1- The user enters a prompt
2- Create the embedding for the user prompt
3- Search the embedding database for the document that is nearest to the prompt embedding
4- Retrieve the actual text of the document
5- Create a new prompt that includes the user’s question as well as the context from the document
6- Give the newly crafted prompt to the language model
7- Return the answer to the user
8- Bonus: provide a link to the document where the user can further obtain information

Using embeddings and a vector database to retrieve relevant documents

To avoid creating the entire workflow manually, you can use LangChain, a Python library for creating LLM applications. LangChain support different types of LLMs and embeddings, including OpenAI, Cohere, AI21 Labs, as well as open source models. It also supports different vector databases, including Pinecone and FAISS. And it has ready-made templates for different types of applications, including chatbots, question answering, and active agents.

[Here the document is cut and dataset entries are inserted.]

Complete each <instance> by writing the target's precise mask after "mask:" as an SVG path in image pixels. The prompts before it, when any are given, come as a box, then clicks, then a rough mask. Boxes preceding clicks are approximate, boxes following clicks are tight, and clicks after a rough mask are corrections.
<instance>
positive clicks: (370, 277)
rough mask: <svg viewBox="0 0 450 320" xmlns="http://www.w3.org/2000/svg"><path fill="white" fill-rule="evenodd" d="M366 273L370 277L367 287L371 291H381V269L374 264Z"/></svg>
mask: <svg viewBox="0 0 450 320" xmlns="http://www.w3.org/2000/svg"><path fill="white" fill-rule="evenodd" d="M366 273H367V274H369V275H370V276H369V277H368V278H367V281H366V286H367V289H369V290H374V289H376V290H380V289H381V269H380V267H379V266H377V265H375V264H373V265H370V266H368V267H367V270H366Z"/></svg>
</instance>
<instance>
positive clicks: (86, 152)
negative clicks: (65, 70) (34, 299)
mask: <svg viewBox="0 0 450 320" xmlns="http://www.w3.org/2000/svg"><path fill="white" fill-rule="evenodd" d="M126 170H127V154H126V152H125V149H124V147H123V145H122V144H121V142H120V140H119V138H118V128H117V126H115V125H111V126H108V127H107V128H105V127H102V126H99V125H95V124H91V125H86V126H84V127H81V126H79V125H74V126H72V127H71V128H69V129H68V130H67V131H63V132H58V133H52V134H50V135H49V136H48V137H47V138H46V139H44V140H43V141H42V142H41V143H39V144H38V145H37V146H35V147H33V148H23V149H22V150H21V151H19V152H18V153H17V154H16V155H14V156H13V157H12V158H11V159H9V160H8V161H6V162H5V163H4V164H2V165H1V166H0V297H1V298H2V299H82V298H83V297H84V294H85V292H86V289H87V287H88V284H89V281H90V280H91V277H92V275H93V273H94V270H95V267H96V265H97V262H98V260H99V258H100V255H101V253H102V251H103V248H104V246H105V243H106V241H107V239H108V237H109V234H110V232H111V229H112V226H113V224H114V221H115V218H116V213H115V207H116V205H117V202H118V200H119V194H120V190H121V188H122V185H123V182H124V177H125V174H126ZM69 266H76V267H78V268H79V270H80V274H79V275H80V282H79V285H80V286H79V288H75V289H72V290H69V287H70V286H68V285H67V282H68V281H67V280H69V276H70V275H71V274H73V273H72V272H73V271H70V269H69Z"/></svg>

Important considerations for embeddings

To make proper use of embeddings with large language models, keep the following considerations in mind:

– Remain consistent in the embeddings framework you use: Make sure you use the same embedding model across the entire application. For example, if you chose OpenAI embeddings, make sure to use the same API and model for creating document embeddings, user prompt embeddings, and searching your vector database. Otherwise, you will get inconsistent results.

– Token limitations: Every LLM has a token limit. For example, ChatGPT can preserve context up to 4,096 tokens. GPT-4 has an 8,000 and 32,000 token limits. Many open source models are limited to 2,048 tokens. This includes the document context, user prompt, and model’s response. Therefore, you have to make sure that your context data doesn’t fill the LLM’s memory. A good rule of thumb is to limit documents to 1,000 tokens. If your document is longer than that, you can break it into several chunks with a bit of overlap (around 100 tokens) between each part.

– Using multiple documents: Your response does not have to be limited to a single document. You can retrieve several documents whose embeddings are similar to the prompt and use them to obtain responses. To make sure you don’t run into token limits, you can prompt the model separately for each document.

Why not fine-tune language models?

Why not fine-tune the LLM instead of using context embeddings? Fine-tuning is a good option, and using it will depend on your application and resources. With proper fine-tuning, you can get good results from your LLMs without the need to provide context data, which reduces token and inference costs on paid APIs. However, fine-tuning can be costly and complicated. Using context embeddings is an easy option that can be achieved with minimal costs and effort.

Eventually, if you have a good data-collection pipeline, you can improve your system by fine-tuning a model for your purposes.